Income protection insurance is meant to protect customers by providing a tax-free income in the event that you are unable to work (because you have suffered an injury/illness). On paper, it therefore seems like a great way to protect your income in the event of any unfortunate, unforeseen circumstances in the future. The problem lies in the fact that many who have taken out this income insurance, and then find themselves unable to work, have found it virtually impossible to then make a claim.
One of the main reasons which make it so hard to successfully claim with this type of insurance is the method in which insurers assess policyholder’s ability to work. Those that took out this type of insurance on a ‘work-task’ basis means that before they will be able to make a claim, they will need to perform a series of tasks, to demonstrate to the insurance company that they really are unable to work.
The types of tasks insurance companies ask their policyholders to perform can involve using a pen/keyboard with either of their hands or with an aid, walking 200 metres on a level surface with an aid without stopping or suffering pain, or having sufficient eyesight (with aids) to read 16 point print. Many have criticised these tests, as only those are severely incapacitated would struggle to pass them.
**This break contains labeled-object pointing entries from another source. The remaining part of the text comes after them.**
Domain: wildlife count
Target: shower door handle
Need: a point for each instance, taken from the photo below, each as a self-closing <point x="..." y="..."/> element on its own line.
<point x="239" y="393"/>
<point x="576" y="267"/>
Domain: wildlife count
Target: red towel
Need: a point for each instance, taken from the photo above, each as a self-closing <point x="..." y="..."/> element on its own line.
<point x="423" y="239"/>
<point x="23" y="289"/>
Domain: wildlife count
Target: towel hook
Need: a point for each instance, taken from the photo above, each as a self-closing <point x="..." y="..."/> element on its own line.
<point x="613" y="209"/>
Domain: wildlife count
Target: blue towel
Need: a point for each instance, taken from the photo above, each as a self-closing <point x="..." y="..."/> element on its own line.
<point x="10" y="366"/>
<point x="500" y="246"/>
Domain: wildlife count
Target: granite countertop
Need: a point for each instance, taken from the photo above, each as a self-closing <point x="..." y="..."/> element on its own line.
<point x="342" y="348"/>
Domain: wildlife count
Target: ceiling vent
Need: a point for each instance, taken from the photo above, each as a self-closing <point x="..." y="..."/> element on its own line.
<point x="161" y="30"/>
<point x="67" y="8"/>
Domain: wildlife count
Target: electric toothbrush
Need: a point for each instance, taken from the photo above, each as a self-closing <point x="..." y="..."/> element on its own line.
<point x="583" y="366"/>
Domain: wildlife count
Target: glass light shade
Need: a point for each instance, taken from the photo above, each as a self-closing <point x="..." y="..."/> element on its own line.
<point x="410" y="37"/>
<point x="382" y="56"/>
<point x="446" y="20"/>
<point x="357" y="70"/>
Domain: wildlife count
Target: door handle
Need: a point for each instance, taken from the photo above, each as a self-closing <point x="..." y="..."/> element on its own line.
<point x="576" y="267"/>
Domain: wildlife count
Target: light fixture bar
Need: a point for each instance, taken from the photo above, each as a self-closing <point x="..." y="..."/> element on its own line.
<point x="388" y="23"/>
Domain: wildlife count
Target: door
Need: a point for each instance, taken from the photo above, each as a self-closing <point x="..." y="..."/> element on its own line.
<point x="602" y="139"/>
Additionally, these tests do not take into consideration an individual’s mental health, and whether they are emotionally and psychologically fit to work.
Situations therefore arise where individuals who are suffering from psychological illness/stress are unable to work, and deemed so by their GPs, and yet are unable to claim on their income insurance policies as they are still able to perform the basic, technical tasks these policies lay down. Many critics have claimed that these basic tasks should be abolished, in favour of more realistic indicators of a person’s health. Furthermore, it should be highlighted that physical and psychological illness are two very different types of health concerns, and should not just be lumped together using a test for both. Psychological illness requires a much more delicate, emotionally focused type of testing, and the nature of the tasks asked by insurance companies to policy holders should reflect that.
At the moment, insurance companies may attempt to justify their work task based method by claiming that it prevents a number of fraudulent claims, preventing a misuse of the system. Instead, this seems to be a thin smoke screen by which companies can ensure they pay out only minimal claims to the few that cannot pass the basic tests. For those policyholders that have been regularly paying their premiums in an attempt to be risk averse and secure their futures, this seems like a kick in the teeth when they are prevented from claiming because they can pass a test which requires them to read 16 point writing.
It is therefore advisable that people with income protection insurance review their policies to find out on what grounds they can make a claim should they need to. If they discover that their policies are on a work-task basis, they should consider switching policies where they will be getting a fairer policy for their money.